2008-06-07

Prime Number Profiling

I've been trying to write an efficient prime number generator. So far the best I've been able to do is about 2.3 seconds for the prime numbers less than one million. Using a normal sieve, it is possible for a C++ program to generate the primes in less than 0.05 seconds. So my goal is to get it to 0.5 seconds without having to resort to funky unsafe operations or basically writing the C solution in Haskell.

Here is the current code:
import Data.List
import Prime.Queue

type Prime = Int
type PrimeCache = ([Prime], Queue Prime)

data Primes = Primes !(Prime, PrimeCache) Primes

primeList :: [Prime]
primeList = 2:3:(nextPrimes (3, ([2], enq newQueue 3)))
where
p2l (Primes (p, _) next) = p:(p2l next)

nextPrimes :: (Prime, PrimeCache) -> [Prime]
nextPrimes (p, cache) = newP:(nextPrimes h)
where
h@(newP, _) = sweep (fst cache, enq (snd cache) p) (p+2)

sweep c n | not $ any ((== 0).(mod n)) (fst shortList) = (n, shortList)
| otherwise = sweep shortList (n+2) -- once odd, always odd
where
shortList = extendedList (limit n) c

extendedList :: Int -> PrimeCache -> PrimeCache
extendedList limit (l@(x:xs), q) | x>=limit || empty q
= (l, q)
| otherwise
= extendedList limit (min:l, newSet)
where
(min, newSet) = deq q

limit n = floor $ sqrt (fromIntegral n :: Float)


Yes, it's not pretty. All it does is keep a list of prime numbers already found and see if the candidate is a factor of any of them.

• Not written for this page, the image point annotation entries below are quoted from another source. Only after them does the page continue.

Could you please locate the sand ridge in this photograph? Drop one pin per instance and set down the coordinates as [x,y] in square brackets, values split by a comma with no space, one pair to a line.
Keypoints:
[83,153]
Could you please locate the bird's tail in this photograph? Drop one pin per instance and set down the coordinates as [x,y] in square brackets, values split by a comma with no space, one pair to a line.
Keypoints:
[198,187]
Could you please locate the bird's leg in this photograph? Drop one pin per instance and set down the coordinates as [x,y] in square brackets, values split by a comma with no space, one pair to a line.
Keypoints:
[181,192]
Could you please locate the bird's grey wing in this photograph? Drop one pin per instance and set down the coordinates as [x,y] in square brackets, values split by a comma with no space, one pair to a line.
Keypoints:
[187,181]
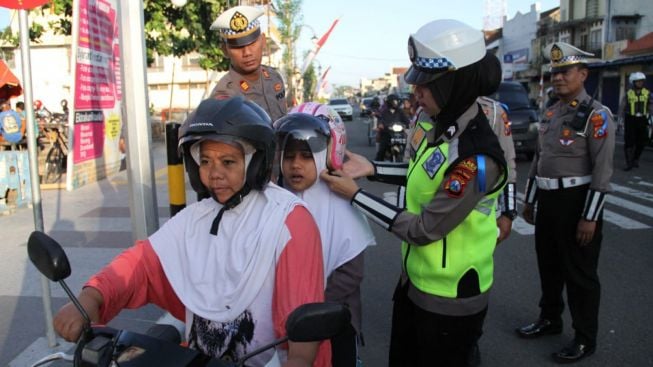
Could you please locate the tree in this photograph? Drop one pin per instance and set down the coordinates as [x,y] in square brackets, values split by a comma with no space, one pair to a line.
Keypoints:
[310,83]
[168,30]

It implements two basic optimization:

  • After 2, there are no more even primes, so starting at 3 it adds 2 to the next number to test for primeness.
  • It doesn't have to check all previously found prime numbers, only prime numbers that are < sqrt(p).

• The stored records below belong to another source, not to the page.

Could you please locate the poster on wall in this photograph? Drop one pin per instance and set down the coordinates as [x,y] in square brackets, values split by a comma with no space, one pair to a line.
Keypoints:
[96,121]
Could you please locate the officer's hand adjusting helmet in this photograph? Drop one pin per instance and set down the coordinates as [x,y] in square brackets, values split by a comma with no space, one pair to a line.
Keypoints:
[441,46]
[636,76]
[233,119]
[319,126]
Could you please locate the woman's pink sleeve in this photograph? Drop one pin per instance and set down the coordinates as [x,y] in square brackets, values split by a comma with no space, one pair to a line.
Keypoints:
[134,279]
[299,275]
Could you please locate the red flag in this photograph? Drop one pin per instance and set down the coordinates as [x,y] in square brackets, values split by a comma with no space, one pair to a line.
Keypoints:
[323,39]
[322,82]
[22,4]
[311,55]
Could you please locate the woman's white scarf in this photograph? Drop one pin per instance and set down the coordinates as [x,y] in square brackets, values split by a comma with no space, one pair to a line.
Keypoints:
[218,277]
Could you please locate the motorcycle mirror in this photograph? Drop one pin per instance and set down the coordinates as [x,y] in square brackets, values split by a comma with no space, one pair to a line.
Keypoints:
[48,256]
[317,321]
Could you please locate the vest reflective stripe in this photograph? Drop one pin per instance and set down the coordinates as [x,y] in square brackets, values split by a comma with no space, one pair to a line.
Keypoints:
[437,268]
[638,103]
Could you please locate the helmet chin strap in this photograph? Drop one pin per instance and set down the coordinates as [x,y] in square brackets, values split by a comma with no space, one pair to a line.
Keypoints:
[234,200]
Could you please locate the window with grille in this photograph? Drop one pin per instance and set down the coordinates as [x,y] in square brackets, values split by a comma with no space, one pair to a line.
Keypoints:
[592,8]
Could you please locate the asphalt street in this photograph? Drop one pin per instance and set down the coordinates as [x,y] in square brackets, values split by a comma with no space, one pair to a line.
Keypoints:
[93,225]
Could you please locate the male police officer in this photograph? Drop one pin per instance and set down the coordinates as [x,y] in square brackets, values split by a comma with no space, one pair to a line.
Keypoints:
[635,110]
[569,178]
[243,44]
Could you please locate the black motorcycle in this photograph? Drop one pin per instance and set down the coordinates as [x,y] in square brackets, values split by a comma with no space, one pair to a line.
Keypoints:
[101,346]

It uses the handy Queue code from Eric Kidd. So before any optimization is really done other than the simplest algorithmic optimizations, we'll benchmark it.

The profiling has:
 Sun Jun  8 00:14 2008 Time and Allocation Profiling Report  (Final)

10 +RTS -P -s10.stats -RTS

total time = 3.80 secs (190 ticks @ 20 ms)
total alloc = 532,086,816 bytes (excludes profiling overheads)

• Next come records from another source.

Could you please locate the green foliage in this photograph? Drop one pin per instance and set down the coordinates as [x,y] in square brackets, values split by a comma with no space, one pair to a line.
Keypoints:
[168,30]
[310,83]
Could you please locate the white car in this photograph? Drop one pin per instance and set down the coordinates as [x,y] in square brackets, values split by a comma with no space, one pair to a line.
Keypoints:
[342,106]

COST CENTRE MODULE %time %alloc ticks bytes

sweep Prime.PrimeList3 82.6 77.3 157 102850044
limit Prime.PrimeList3 15.8 18.4 30 24537068
nextPrimes Prime.PrimeList3 0.5 1.1 1 1491443
main Main 0.5 1.4 1 1851678
extendedList Prime.PrimeList3 0.0 1.1 0 1502535


individual inherited
COST CENTRE MODULE no. entries %time %alloc %time %alloc ticks bytes

MAIN MAIN 1 0 0.0 0.0 100.0 100.0 0 152
main Main 174 1 0.0 0.0 0.0 0.0 0 8792
CAF Main 168 3 0.0 0.0 0.5 1.4 0 24
main Main 175 0 0.5 1.4 0.5 1.4 1 7397920
CAF GHC.Num 156 1 0.0 0.0 0.0 0.0 0 104
CAF GHC.Handle 120 4 0.0 0.0 0.0 0.0 0 8620
CAF Prime.PrimeList3 95 4 0.0 0.0 99.5 98.6 0 32
primeList Prime.PrimeList3 176 1 0.0 0.0 99.5 98.6 0 12
enq Prime.Queue 183 1 0.0 0.0 0.0 0.0 0 24
nextPrimes Prime.PrimeList3 177 156994 0.5 1.1 99.5 98.6 1 5965772
sweep Prime.PrimeList3 179 500000 82.6 77.3 98.4 96.9 157 411400176
extendedList Prime.PrimeList3 181 500169 0.0 1.1 0.0 1.1 0 6010140
deq Prime.Queue 184 169 0.0 0.0 0.0 0.0 0 13856
empty Prime.Queue 182 169 0.0 0.0 0.0 0.0 0 0
limit Prime.PrimeList3 180 500000 15.8 18.4 15.8 18.4 30 98148272
enq Prime.Queue 178 78207 0.5 0.6 0.5 0.6 1 3132920


Not surprisingly, the function that does a square root and type conversion is rather expensive in time as well as space (15.8% of the time and 18.4% in space). The biggest factor though is the sweep function. Nothing jumps out as a problem in sweep, but we can fix the limit problem by doing the comparison. Instead of x>sqrt(y), we can do (x*x)>y:
extendedList :: Int -> PrimeCache -> PrimeCache
extendedList limit (l@(x:_), q) | (x*x)>=limit || empty q -- n to the square rather then x to root(n)
= (l, q)
| otherwise
= extendedList limit (min:l, newSet)
where
(min, newSet) = deq q

limit n=n


Now for the profile:

 Sun Jun  8 00:43 2008 Time and Allocation Profiling Report  (Final)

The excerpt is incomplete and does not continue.